Coronavirus, Forest Grove, Politics

Oregon Legislative News: Rep. Susan McLain on the challenges of legislating during COVID-19

The Oregon Capitol building in Salem. Photo: Chas Hundley

Oregon House District 29 Rep. Susan McLain (D-Hillsboro) said the 2021 legislative session, which is being held virtually due to COVID-19 restrictions, is, to say the least, a challenging year.

Hearings on new bills in the coronavirus era still take place in all of the committees that extend from both the Oregon House and Senate, but in this 160-day session the public process plays out online because the Capitol is not open to the public, which presents a set of challenges the Legislature never has experienced — among them making sure transparency is at the forefront of each body’s actions. 

Citizens testify remotely and send written testimony via email (here is how to make your voice heard), but being able to make sure the public has the opportunity to hear the meetings and participate in public testimony is challenging because even though the internet is ubiquitous in the business world it’s never before been used like this in the democratic process.

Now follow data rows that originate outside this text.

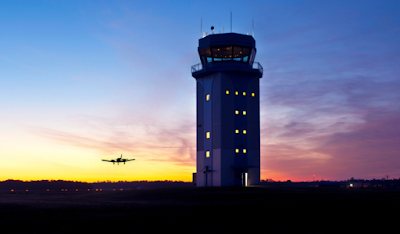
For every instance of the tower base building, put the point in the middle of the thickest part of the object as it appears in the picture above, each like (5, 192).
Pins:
(228, 111)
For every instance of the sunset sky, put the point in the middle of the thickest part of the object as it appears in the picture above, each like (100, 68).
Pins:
(82, 81)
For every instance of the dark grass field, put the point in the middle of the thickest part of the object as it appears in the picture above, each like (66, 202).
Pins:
(202, 210)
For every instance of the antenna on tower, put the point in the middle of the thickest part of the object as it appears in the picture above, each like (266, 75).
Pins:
(231, 20)
(201, 27)
(253, 27)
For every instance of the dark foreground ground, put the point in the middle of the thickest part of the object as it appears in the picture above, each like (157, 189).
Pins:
(202, 210)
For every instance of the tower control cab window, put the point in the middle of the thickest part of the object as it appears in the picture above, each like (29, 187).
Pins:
(226, 53)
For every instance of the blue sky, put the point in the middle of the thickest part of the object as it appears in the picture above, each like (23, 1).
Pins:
(86, 80)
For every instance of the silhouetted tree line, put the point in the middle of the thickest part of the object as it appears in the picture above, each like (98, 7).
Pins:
(383, 183)
(73, 185)
(43, 185)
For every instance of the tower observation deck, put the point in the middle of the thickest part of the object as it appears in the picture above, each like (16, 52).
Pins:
(228, 111)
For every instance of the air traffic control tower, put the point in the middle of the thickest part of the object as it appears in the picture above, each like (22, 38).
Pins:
(228, 111)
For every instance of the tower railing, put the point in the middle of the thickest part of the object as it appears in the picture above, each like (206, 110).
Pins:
(256, 65)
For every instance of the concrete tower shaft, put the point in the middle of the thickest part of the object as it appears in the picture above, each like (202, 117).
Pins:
(228, 113)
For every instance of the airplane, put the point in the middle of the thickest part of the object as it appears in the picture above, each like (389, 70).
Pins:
(118, 160)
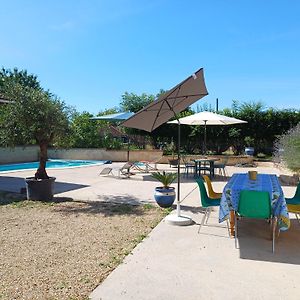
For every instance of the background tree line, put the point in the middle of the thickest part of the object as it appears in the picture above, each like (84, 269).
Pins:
(263, 127)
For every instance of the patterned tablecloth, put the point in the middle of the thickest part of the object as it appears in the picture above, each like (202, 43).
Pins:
(264, 182)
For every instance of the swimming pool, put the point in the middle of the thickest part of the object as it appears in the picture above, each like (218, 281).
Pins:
(51, 163)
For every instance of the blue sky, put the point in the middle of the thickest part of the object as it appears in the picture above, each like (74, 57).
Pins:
(90, 52)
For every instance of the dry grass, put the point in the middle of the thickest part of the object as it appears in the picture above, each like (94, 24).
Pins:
(63, 250)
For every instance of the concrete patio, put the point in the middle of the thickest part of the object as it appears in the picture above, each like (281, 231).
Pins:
(177, 262)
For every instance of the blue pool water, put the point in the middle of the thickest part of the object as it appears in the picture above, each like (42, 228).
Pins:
(51, 163)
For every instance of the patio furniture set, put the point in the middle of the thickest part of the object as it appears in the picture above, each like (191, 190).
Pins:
(245, 196)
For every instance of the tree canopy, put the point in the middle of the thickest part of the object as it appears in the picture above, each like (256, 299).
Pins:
(35, 116)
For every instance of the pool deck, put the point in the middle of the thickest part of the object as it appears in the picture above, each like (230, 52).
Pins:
(176, 262)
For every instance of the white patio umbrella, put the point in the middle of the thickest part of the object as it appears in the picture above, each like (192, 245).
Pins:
(162, 110)
(207, 118)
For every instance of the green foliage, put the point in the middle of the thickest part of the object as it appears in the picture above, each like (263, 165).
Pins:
(165, 178)
(133, 102)
(287, 147)
(35, 116)
(84, 132)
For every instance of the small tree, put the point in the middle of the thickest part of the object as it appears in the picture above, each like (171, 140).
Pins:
(287, 148)
(35, 116)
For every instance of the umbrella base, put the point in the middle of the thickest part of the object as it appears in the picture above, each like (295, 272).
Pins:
(182, 220)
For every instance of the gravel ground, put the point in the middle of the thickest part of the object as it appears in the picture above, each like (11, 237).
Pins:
(64, 250)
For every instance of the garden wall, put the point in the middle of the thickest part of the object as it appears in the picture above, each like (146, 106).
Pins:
(18, 154)
(102, 154)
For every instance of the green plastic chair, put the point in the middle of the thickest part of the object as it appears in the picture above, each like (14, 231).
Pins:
(255, 205)
(207, 202)
(296, 199)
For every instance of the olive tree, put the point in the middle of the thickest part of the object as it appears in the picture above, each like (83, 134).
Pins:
(35, 117)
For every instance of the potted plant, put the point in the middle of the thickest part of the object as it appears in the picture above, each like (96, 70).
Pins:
(249, 150)
(164, 195)
(35, 117)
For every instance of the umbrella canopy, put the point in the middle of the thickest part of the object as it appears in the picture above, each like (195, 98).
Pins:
(121, 116)
(169, 104)
(163, 109)
(207, 118)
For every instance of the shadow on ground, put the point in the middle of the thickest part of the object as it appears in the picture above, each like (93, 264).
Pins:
(15, 184)
(106, 209)
(254, 239)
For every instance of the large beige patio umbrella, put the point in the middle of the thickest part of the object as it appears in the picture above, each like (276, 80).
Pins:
(207, 118)
(162, 110)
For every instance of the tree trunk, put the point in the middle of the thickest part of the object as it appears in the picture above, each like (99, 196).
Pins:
(41, 171)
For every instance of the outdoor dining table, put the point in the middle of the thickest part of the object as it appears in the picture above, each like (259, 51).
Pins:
(201, 163)
(264, 182)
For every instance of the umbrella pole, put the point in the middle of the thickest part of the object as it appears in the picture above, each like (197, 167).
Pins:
(178, 172)
(205, 137)
(178, 219)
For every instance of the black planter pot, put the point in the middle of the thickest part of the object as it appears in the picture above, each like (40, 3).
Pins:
(40, 189)
(165, 197)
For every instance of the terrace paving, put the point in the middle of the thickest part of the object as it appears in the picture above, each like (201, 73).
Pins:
(178, 263)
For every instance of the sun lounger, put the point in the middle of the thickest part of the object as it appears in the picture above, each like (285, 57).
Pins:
(144, 166)
(106, 171)
(125, 170)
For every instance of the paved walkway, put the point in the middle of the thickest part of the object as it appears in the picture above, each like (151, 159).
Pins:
(177, 262)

“To be able to do that everything takes a lot longer, and it can be trying because the amount of information is just so dense,” McLain said. “We get online at 7 or 8 a.m. and our meetings run until at least 6 p.m. and often later. It’s just so dense. There is a lot to do to make sure people can get online, and we try to be sensitive and wait but it can be challenging. I basically have given out my phone number to everyone that wants to have it. I get texts at all hours (every day). This session is really about learning to be flexible and utilizing texting and email and phone calls — everything as much as possible.”

McLain enters her fourth term serving on some pretty heavy-hitting committees — she co-chairs the Joint Committee on Transportation and the Joint Committee on the Interstate-5 Bridge, and she’s on the Joint Committee on Ways and Means, and the House Committee on Agriculture and Natural Resources. McLain’s district encompasses the cities of Forest Grove, Cornelius and portions of Hillsboro, and some rural areas adjacent to those cities.

She talked a little bit about legislation introduced this year in her committees. 

McLain said much of what’s before the House Committee on Agriculture and Natural Resources, on which she’s served in each of her four terms, is focused on forestry management in the aftermath of the 2020 wildfires that scorched more than 1.2 million acres across the state.

The Joint Committee on Transportation is looking at several bills that deal with the future of electric vehicle technology, including the creation of charging stations strategically placed along highways across Oregon and also in state parks, she said. 

House Bill 2290 would require the Oregon Parks and Recreation Department, the Public Utility Commission, and the Department of Energy to develop a plan to install and service public electric vehicle charging stations in parking spaces in state park facilities, including at “ocean shores, scenic waterways, trails, and historic sites throughout the state of Oregon.”

McLain also is a chief sponsor of House Bill 2955, which would establish a product stewardship program for household hazardous waste. 

“We need to have fewer things to recycle, fewer things to put in landfills,” McLain said. “We need to keep household hazardous waste products out of streams and stormwater drains. There should be certain places where those products can be sent and disposed of responsibly in a protected space so that they are not going into our water sources.”

HB 2955 declares it is in the best interests of Oregon that manufacturers of household products that contain hazardous waste “take responsibility for developing, financing, and implementing a statewide system” to collect and store such waste with environmentally sound practices. 

Household hazardous waste as defined by the bill includes batteries, lamps and thermostats containing mercury, pharmaceutical drugs, insecticides, fungicides, and rodenticides, and electronic devices.